The speaker series, which the students in the History Club help organize, started about 10 years ago, Henderson said. At least one of the two speakers each year focus on the Vietnam War, he said. Newnan High School is a commemorative partner of the 50th anniversary of the Vietnam War, Henderson said. That means the school is recognized for its efforts to remember and educate students about the war, he added.
The school has been teaching a special Vietnam War class for about 20 years, he said. The class was begun by teacher Steve Quesinberry, and Henderson continued it after Quesinberry retired.
“One of the things that’s kind of interesting, Coweta County has a pretty good heritage of taking care of its vets,” Henderson said. “But Vietnam vets were treated badly.
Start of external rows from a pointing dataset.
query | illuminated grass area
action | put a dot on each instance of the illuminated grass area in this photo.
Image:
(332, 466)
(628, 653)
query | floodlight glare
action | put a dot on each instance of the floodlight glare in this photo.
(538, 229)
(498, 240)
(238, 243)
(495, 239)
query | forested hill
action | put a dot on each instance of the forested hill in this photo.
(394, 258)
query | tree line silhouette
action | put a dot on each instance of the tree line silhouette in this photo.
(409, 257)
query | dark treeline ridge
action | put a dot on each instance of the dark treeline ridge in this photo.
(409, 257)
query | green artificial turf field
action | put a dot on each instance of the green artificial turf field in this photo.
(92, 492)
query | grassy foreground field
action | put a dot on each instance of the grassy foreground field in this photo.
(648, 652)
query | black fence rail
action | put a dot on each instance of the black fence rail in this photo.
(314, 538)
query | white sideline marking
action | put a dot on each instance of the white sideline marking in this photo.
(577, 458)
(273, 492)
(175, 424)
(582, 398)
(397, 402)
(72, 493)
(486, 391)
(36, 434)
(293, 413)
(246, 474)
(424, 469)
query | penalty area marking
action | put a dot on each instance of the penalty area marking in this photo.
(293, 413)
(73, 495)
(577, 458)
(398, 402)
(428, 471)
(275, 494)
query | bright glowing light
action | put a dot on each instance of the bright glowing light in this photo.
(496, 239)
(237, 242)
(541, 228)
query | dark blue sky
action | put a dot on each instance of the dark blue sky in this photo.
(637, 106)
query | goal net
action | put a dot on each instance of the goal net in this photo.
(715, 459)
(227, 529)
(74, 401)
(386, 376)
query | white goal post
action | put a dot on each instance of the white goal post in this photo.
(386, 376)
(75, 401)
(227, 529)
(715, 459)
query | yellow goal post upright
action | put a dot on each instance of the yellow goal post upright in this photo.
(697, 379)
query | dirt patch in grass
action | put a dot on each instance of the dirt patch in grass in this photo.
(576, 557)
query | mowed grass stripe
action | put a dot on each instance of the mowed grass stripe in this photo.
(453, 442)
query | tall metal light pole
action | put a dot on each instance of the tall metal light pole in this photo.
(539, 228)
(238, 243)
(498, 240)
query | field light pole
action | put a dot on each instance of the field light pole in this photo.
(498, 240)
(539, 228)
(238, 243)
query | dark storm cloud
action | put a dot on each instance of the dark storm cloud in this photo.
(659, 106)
They were not welcomed home.”
Through the class and the speakers, Henderson tries to set the record straight for the students and bring the past alive for them.
“We lost good men and women there,” Henderson said.
The class is well attended — this semester, 64 students are taking it.
Jan Scruggs served in Vietnam with the 199th Light Infantry Brigade. He was wounded in the war and decorated for his valor in battle. But when he came home, he recognized the wounds that the divisiveness surrounding the war created. In 1979, he conceived the idea for a Vietnam veterans memorial in Washington, D.C.
“He felt a memorial would serve as a healing device for a different kind of wound — that inflicted on our national psyche by the long and controversial Asian war,” the website of the Vietnam Veterans Memorial Fund states. “Scruggs launched the effort with $2,800 of his own money and gradually gained the support of other Vietnam veterans in persuading Congress to provide a prominent location on federal government property somewhere in Washington, D.C.”
After the Vietnam Memorial Wall was built near the Lincoln Memorial, and dedicated in 1982, the nonprofit memorial fund continued to raise money for the upkeep of the memorial.
In 1988, “To Heal a Nation,” a movie about Scruggs’ work to get the wall built aired on NBC.
Scruggs will be speaking at the Nixon Centre on Tuesday, Oct. 18, at 7 p.m. He is not charging a fee, Henderson said. The public is invited to attend and no tickets are needed. However, Henderson said the seating is limited to about 250 to 300.